[fitsbits] BINTABLE/TABLE column count limitation
William Pence
William.Pence at nasa.gov
Thu Jun 7 01:30:22 EDT 2012
Mark,
I can think of several serious compatibility issues for existing FITS
reading software with your proposed convention which effectively tries
to support having more "pseudo" columns that occupy space in the table
following the "standard" 999 column limit. Note that I'm assuming here
that the proposal would only apply to binary tables, not to ASCII tables.
1. In order to preserve compatibility with existing FITS readers, and
to conform to the FITS Standard, the value of the TFIELDS keyword must
be equal to the number of "standard" columns in the table and must have
a value between 0 and 999, inclusive. Even if an existing FITS reader
doesn't immediately abort when it sees a TFIELDS value greater than 999,
the reader would almost certainly fail when it could not find the
TFORM1000 (and greater) keywords. CFITSIO, as an example, when it first
opens a FITS binary table, must construct an internal structure that,
among other things, gives the byte offset in the row to the start of
every column in the table. Since CFITSIO would be unable to determine
the widths of the columns beyond column 999, it would be forced to exit
with a fatal file format error. To get around this problem, it would be
necessary, I think, to continue to place a maximum limit of 999 on the
value of the TFIELDS keyword, and then define a new non-standard keyword
to specify the number of additional pseudo columns in the table (i.e.,
the number of columns beyond the 999 standard columns).

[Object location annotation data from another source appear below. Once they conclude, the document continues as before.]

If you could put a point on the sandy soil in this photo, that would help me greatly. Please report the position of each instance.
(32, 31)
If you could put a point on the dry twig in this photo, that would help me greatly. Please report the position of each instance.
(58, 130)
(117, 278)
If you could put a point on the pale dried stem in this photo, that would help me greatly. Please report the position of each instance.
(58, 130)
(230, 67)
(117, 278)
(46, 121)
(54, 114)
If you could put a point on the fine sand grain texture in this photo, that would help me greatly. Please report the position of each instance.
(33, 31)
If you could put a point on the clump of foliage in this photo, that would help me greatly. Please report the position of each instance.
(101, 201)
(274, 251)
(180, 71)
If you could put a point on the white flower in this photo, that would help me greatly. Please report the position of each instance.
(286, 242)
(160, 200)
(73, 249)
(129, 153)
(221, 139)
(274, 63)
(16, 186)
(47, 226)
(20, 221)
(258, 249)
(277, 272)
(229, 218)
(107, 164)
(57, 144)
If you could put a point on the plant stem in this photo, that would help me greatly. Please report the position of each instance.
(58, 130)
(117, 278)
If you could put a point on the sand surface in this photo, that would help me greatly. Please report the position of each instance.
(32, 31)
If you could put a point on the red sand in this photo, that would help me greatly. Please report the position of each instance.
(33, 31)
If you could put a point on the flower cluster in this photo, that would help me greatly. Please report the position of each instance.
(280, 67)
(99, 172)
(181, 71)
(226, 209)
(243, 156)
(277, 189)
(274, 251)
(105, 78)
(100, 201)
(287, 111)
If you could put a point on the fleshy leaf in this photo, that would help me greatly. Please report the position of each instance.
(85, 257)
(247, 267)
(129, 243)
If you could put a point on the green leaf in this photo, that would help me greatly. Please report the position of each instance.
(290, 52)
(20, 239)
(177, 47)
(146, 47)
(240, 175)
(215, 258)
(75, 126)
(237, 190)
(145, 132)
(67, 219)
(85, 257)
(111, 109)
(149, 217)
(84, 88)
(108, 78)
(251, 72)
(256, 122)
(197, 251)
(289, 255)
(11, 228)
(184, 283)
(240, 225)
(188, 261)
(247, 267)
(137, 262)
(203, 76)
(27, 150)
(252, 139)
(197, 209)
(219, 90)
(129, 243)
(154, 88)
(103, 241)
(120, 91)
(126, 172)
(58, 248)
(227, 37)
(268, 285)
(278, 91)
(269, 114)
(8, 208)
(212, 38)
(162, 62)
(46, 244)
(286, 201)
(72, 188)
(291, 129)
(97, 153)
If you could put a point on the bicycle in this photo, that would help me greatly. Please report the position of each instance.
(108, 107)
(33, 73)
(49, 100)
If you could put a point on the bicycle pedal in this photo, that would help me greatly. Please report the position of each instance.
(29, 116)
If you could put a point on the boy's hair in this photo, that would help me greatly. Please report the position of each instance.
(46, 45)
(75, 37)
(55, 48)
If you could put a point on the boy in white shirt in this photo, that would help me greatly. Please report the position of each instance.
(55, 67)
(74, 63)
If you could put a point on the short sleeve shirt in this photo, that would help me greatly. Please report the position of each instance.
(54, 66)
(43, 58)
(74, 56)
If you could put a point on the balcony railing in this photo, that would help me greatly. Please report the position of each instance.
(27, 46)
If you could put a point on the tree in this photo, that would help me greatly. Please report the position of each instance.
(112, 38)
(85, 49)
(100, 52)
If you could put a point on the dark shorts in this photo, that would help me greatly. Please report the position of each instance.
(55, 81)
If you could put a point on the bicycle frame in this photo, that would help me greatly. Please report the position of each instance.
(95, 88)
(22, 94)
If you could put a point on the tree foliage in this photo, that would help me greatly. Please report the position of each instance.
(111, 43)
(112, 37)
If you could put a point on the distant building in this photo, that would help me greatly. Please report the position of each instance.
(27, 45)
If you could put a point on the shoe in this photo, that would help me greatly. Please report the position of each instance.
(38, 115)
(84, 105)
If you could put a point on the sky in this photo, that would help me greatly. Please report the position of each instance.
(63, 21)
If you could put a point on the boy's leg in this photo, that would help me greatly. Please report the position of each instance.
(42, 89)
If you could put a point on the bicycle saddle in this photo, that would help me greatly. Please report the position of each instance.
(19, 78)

2. The NAXIS1 keyword must give the physical width of the table in
bytes, which would necessarily have to include the width of all the
pseudo columns. However, the Standard also requires that the value of
the NAXIS1 keyword be equal to the sum of the widths of all the
individual standard columns (not including the widths of any pseudo
columns). I suspect that many existing FITS readers perform a sanity
check to ensure that this requirement is met, and if it isn't, abort
with a fatal file format error (my CFITSIO code certainly does). The
only way (or at least one way) I can see to reconcile these 2
requirements so that existing FITS readers can read the table is to
reserve one of the standard columns (most likely column 999) as a
fictitious placeholder column of type 'B' with a vector width that is
equal to the sum of the width of all the pseudo columns. In other
words, this fake 999th standard column would reserve the total space
needed by all the pseudo columns. FITS readers that do not understand
this new convention would just interpret the 999th column as a wide 'B'
column (e.g., '8000B') whereas knowledgeable FITS readers would know
that this space is actually filled with the values of all the pseudo
columns, as defined by the TFORnnnn keywords.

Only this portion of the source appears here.